TASMANIA'S comedic production line has been busy in recent years, spitting out talents such as Hannah Gadsby, Josh Earl and Justin "The Bedroom Philosopher" Heazlewood.
But it is a thriving grassroots comedy scene that is strengthening the state's status as a comedian- friendly zone.
Regular comedy nights are now held in Launceston, including shows at the Dickens Cider Bar, Fresh on Charles, and the Country Club Tasmania's Tonic Bar.
Launceston-raised comedian David Bakker - a former national Class Clown and Raw Comedy competition finalist - hosts the monthly Fresh Comedy show as well as the Clubhouse comedy night in Hobart.
The 23-year-old said that six years ago, when he began performing stand-up and musical comedy, there was no real Launceston scene to speak of.
"Up until 1 1/2 years ago, there wasn't really anything happening," he said.
"It is one of those things that I think is going to keep growing and growing.
"I mean, I wouldn't be surprised if two or three more rooms opened up in the next couple of years."
Bakker said that the popularity of live local shows had snowballed since the emergence of the Hobart Comedy Festival 10 years ago.
He also said that Tasmanian audiences were fostering a "comedy-friendly" atmosphere.
"Comedy is still a relatively novel thing for audiences down here, they're still learning the rules and that it is OK to laugh," he said.
"There's not much heckling, comedians are very supportive of each other, as well.
"In Melbourne, there are stories of comedians attending shows and deliberately not laughing to try and bring down their competition.
"Down here, it is very supportive. People are involved in running each other's shows.
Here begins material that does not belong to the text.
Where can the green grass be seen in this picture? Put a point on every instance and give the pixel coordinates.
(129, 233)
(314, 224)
"It's a really nice vibe."
The shows that Bakker comperes at Fresh on Charles feature a mix of recognised faces (gigs have featured names such as Greg Fleet, Mel Buttle and David Quirk) and local talent - experienced or otherwise.
He also encouraged budding entertainers who were looking to build their skills to get their routine together and get on stage.
"It's really the only way to get better," Bakker said.
"There aren't really any `garage band' comedians who just picked up a microphone and were great straight away," he said.